First time back in Regina in a year, had a look at the Vic Av re-do. Finished product looks pretty good from my
last visit when it was still a work in progress. Didn’t get a chance to walk around, but the curb bulb outs and tidy medians do make it more attractive and seems to be more pedestrian friendly.
Same critique as last time: painting the traffic light poles black make it more polished and “urban”. But hanging so long over the road they still make the street seem wider and speedway like. Verticals on the side closer to eye level, or shorter overhangs - like Regina’s older traffic lights, with a vertical in the median and a shorter overhang from the sidewalk - would still be just as visible but less intrusive.
Also had a chance to visit one of the suburbs that came up since I had moved away. What's Greens on Gardiner now was just the open field over the grey fence when I grew up in Woodland Grove; now it looks pretty close to complete. Not much improvement over past car-centric designs in terms of creating a traditional mixed use main street anywhere - the commercial area with the Save-on-foods is essentially big-box like.
But it seems to have a better mix of housing options than the late-‘90s/early-2000s suburbs, with detached, semi-detached, duplexes, four-plexes and apartments throughout the neighbourhood. They're mainly segregated from one another, rather than integrated into a coherent streetscape, but at least there's some mixing of options overall.
There are also plenty of traditional homes, with porches on the front
and garages all in the back
It makes for a nice streetscape - at least if you’re only looking at one side of the street. It’s a weird jumble - instead of integrating them amongst each other, or matching forms on facing sides of the street, they use the streets as the dividing line between building types. So you have front doors and porches on one side, and blank garages and driveways on the other
I can see how that might look ok on a planning map (just zone by block), but it would have made for better streetscapes to mix them all up, or match both sides of the street.

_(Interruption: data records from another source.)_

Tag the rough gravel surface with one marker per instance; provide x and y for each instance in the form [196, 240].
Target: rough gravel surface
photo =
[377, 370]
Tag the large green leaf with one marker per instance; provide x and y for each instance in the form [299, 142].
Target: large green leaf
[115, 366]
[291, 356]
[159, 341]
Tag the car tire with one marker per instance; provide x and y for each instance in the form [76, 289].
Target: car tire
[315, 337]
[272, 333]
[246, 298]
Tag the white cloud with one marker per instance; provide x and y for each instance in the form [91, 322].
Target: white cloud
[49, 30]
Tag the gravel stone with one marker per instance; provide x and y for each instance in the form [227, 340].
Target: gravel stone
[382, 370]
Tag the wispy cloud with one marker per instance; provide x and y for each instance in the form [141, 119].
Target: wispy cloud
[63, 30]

That said, no matter how things are laid out, there are always outliers - I’d heard about
this landmark on Green Brook Rd, had to lay eyes on it for myself!
You can’t see it here, but the gem is on the side facing the path to the park - on the tiles, a skyline à la early-2000s City of Regina logo! Unconventional appearance aside, the dome probably makes for a really cool skylight, and the tile is probably very easy to keep clean in all weather.